The Arab League's Business
Arab League foreign ministers, meeting Friday in Libya, didn't make much news in taking a position on the impasse in Israeli-Palestinian negotiations. The ministers endorsed the decision by Palestinian Authority President Mahmoud Abbas to stop the talks in the face of resumed Israeli construction of settlements in occupied territory. The League also appealed to the United States “to pursue its efforts to prepare adequate grounds and circumstances to resume the peace process and put this peace process back on the right track, including stopping settlements.” The ministers did not declare any deadlines but said they would meet again in a month to reconsider the issue. So the peace process stands about as it did before the Arab ministers met, which is to say at a standstill. The ministers merely gave us one more reminder of how critical the U.S. role in this process is.

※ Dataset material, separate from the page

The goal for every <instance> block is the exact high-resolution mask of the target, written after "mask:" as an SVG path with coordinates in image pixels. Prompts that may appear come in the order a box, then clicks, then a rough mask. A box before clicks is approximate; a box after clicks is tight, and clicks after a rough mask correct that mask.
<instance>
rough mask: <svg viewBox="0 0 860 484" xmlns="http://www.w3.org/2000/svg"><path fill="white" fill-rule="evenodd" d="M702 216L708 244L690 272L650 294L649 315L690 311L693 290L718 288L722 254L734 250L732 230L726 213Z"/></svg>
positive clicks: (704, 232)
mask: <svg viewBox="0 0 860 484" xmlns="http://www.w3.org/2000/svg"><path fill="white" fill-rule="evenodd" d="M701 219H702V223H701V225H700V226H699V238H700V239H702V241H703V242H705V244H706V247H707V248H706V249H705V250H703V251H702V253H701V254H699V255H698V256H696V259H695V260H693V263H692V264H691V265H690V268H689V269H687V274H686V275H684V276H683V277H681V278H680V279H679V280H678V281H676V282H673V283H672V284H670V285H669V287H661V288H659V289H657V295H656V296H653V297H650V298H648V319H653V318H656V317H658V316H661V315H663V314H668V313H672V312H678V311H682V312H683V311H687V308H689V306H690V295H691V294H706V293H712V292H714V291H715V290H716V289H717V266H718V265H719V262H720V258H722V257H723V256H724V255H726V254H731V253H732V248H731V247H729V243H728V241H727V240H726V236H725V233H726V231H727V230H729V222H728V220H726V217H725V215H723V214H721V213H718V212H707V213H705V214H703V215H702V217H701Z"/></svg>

Amid this pause in the action, we might reflect for a moment on why the Arab League should involve itself at all in this dispute, and what it means that it gets involved. The dispute, after all, is supposedly between Israelis and Palestinians, not Saudis or Libyans or anyone else. One thing that it means is that the Arab League, although historically largely feckless, is the closest thing the Palestinian side in this conflict has to an ally and source of support. It is thus the counterpart of—but in reality a ridiculously lame substitute for—the enormous support the Israeli side has enjoyed for years from the United States.
Another thing it means is that the Israeli-Palestinian problem has enormous region-wide resonance and inspires strong region-wide emotions. There have long been many other indications of this resonance. The Arab identity that most denizens of the Middle East share with the Palestinians, coupled with a strong sense of injustice over the occupation, means that many Arabs feel themselves to be parties to the dispute and not just sympathetic observers of it. And the issue of Israeli settlements that underlies the current impasse isn't even the principal basis for such feelings. Disposition of the holy sites in Jerusalem is an even stronger basis for inspiring strong feelings in the region (and beyond), because it involves religious as well as ethnic identities. King (and Custodian of the Two Holy Mosques) Abdullah of Saudi Arabia has indicated in the past that on most issues in dispute with Israel, whatever is good enough for the Palestinians would be good enough for him, but that the holy places in Jerusalem is a matter in which all Muslims, not just Palestinians, have a stake.
We shouldn't need reminders from the Arab League, but the League reminds us of how important the Israeli-Palestinian conflict is to issues, sentiments, and relationships across the Middle East.